Livarot in the Time of Coronavirus

My office sits on the second floor of our home facing south into the garden. A few feet from my desk, a sliding glass door opens up to a balcony from which I can see the ocean when the sky is clear of clouds. Today I was in the middle of revising a set of technical documents when I saw Nina out of the corner of my eye. A small, smiling head growing out and upward from a polka dot-speckled mustard sweater seemingly suspended in air and peeking at me from the balcony’s exterior. I had to do a few takes before I realized she was sitting in her old hiking backpack (purchased off Craiglist when we lived in Vermont and put to so much good use) and strapped to Romain’s back as his head soon appeared, and the two could not stop laughing. Nina had a package in her hands from the mailbox, and Romain had strapped her into the hiking backpack in order to hoist the two of them up a 10-foot ladder to hand-deliver the envelope to me.

Thus begins the absurdity of day two of a 15-day confinement in France. Today’s digest of all things absurd includes the following:

— I hand-wrote my attestation de déplacement dérogatoire in pen in the hopes that I can simply use a pencil to make updates/erase/make updates again without having to recreate a new form each time I might need one. Today’s motif was for a déplacement bref, a proximite du domicile, liés a l’activite physique individuelle. This basically means I checked off a little box on my home-made permission slip to leave the house with the expressed purpose of going for exercise. The fine has gone up to 375 euros if you are caught without documentation. Though I doubt that I’m going to run into gendarmerie in the woods, I’ve had stranger things happen.

— The weather has been PHENOMENAL the past two days, yet we can’t leave the house to meet friends for a BBQ or have a picnic at the beach or take a walk along the port.

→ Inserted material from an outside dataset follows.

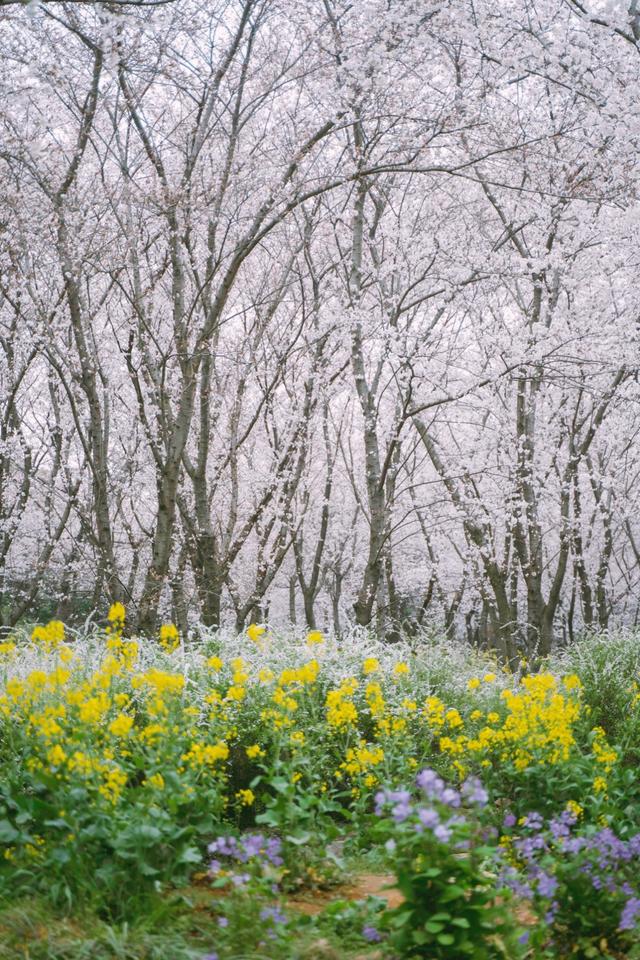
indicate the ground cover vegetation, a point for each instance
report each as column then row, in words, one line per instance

You have to remember that it has literally rained every day since October here, so it’s almost a slap in the face that the sun starts to beam down on us when we can’t get very far.

— Romain’s week-old nub of livarot. Each time Romain has pulled his cheese box of livarot out after dinner this week, Nina’s ca sent mauvaise reaction has gotten more intense. Today the smell literally knocked her out of her chair, leaving one hand holding a spoon covered in chocolate pudding and another holding her chunk of bread that she dips into this pudding (this is my child) while she buried her head in my arm. The livarot looked like it had been in the package I received in the mail today and run over by the mail truck a few times before being put in a hamman to sweat out years of built-up impurities. Yes, a beat up, foul, sweaty piece of cheese. Put on our dinner table by choice. I watched Romain eat up every last bit as Nina fought every urge she had to shout out a disgusted BERK at her papa.

More confinement tales to come. I’m admittedly falling asleep every 5 seconds over here, so I’m going to go confine myself to bed.